Friday, January 18, 2013

Elsie Kagan’s Studio Visit by Melissa Staiger


Second Sleep” acrylic and oil on canvas, 60” x 60”, 2012


Elsie’s energetic mark making and almost undoing of images with paint strokes and overlapping depictions make me question memory, time and location.  I was struck by the composition of “Second Sleep”.  It uses the white of the painting that divides the composition into almost three sections.  The very dark night painting and contrast of the raw white canvas leads your eye to contemplate the reason for such a strong gesture.

Than Elsie told me what the title meant…

Back in the day, when Europeans were in rhythm with the cycles of the sun and the moon, they used to go to bed when the sun went down.  When winter rolled around going to bed meant they would go to bed at 5 or 6pm when it got dark.  Their pituitary gland that regulates sleep would wake them up in the middle of the night because the body had rested. So around midnight or 1PM they would wake up get some work done and then go back to sleep until the sun came up.  They called this second sleep.

We talked about having children and how parents find themselves awake at weird hours doing things similar to second sleep.  Kagan also let me know about a class she took at Creative Capital called “Strategic Planning for Artists” were she was given the idea of scheduling paintings to get more work done.  Having two children and being a full time artist, this concept proved brilliant in Kagan’s studio.  She was preparing for a solo show and had several square and rectangular paintings to show me.

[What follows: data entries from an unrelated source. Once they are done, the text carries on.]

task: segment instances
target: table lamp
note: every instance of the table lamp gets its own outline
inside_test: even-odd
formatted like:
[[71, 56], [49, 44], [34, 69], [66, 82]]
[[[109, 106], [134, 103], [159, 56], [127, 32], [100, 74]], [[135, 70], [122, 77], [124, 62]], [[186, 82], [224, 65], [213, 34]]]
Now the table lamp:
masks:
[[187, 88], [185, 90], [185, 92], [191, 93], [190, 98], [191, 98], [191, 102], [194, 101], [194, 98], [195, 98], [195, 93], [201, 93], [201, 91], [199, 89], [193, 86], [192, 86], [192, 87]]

Her style of painting uses space and overlapping images and loose brush strokes, which give many entrances and exits in the painting.  I found myself on a journey in her work by wondering in the subtleties and transitions from one color or from a smooth line to a more jagged line to having a feeling of seeing a dog morph from one dog to a different dog.

When she was nine years old she lived in the Netherlands and visited the Mauritshuis Collection, where she was enchanted by tiny oil sketches by Franz Hals.  Kagan comments, “His big paintings are weird and mannered but his loose small ones I found absolutely magical.  There was one of a boy smiling, and one of a little sparrow.  I realize that part of the appeal might have been that they were hung lower on the wall panels (at eye level for a little girl).”  The Franz Hals paintings had such an impact on Kagan that the idea of the loose line is seen in her paintings today.

Loud barks were heard during the visit as there is a security guard dog kennel behind her studio.  Many dogs are in her recent paintings, subconsciously from hearing the noises they make and from taking her children to the park and seeing many different kinds of dogs.  Animals are a theme in her work as Kagan once lived near horses and she painted a series of paintings where they appeared.  Horses and dogs both have super senses that humans don’t have to the same extent, like smell, sight and a range of emotional intelligence. As an artist Kagan has this special other sense in her paintings. Go and see this magic in person for her one-person show at 129 Rivington in Manhattan on January 11th 2013.